Both conditions are now met. The 2026 exercise will not by itself replace the forward stress test apparatus; the press release is explicit that the reverse exercise complements rather than replaces the EBA’s common-scenario exercises. But it represents a meaningful change in the direction of methodological emphasis, and it is consistent with where the field — academic and supervisory — has been moving for some time.
The regime change has been slow. It seems to be becoming sudden.

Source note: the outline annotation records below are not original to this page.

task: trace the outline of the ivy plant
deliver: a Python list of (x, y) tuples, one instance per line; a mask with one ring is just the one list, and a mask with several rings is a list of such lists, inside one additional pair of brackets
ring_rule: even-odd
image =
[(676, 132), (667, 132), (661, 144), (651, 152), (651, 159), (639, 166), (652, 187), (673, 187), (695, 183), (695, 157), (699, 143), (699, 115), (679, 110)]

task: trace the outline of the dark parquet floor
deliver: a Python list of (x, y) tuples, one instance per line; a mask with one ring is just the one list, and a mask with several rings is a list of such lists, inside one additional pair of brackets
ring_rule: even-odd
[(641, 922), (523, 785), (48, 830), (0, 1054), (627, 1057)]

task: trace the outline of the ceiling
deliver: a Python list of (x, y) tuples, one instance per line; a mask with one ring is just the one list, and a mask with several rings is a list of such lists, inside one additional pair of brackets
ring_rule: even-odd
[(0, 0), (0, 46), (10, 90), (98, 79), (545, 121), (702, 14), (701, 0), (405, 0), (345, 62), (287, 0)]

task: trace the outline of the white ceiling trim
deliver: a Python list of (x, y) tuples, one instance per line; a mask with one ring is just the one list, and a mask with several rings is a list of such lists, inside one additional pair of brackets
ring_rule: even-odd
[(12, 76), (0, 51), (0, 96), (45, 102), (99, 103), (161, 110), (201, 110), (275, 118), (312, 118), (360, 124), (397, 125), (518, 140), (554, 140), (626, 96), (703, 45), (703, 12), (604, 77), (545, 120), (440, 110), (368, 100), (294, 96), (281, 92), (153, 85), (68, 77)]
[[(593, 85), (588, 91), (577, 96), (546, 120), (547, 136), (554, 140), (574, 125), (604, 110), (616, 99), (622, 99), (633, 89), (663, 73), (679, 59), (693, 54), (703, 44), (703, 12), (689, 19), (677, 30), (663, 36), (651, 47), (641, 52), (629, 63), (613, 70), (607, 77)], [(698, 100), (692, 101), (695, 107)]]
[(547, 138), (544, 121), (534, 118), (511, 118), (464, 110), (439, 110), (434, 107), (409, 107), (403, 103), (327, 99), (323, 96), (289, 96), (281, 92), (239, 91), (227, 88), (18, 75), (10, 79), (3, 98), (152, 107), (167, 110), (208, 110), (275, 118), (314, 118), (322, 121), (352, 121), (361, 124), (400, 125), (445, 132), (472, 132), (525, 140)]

Paweł Fiedor — The Macro Prudential View
Charts compiled from ESRB scenario notes for the 2014–2025 EU-wide stress test exercises, Eurostat quarterly GDP series namq_10_gdp (EU27, chain-linked volumes, seasonally and calendar adjusted), EBA 2023 EU-wide stress test results and EBA 2025 EU-wide stress test results. Cumulative growth from starting point taken directly from each ESRB scenario note where reported, or computed from annual adverse-scenario growth rates where the cumulative figure was not given in tabular form. Full referenced papers: Borio, Drehmann and Tsatsaronis, Stress-testing macro stress testing: does it live up to expectations? (BIS WP 369, January 2012); Aikman, Angotti and Budnik, Stress testing with multiple scenarios: a tale on tails and reverse stress scenarios (ECB WP 2941, May 2024); Kumar, A simulation framework for sterling money market funds (BoE WP 1177, March 2026). ECB announcement of the 2026 reverse stress test exercise: press release of 12 December 2025.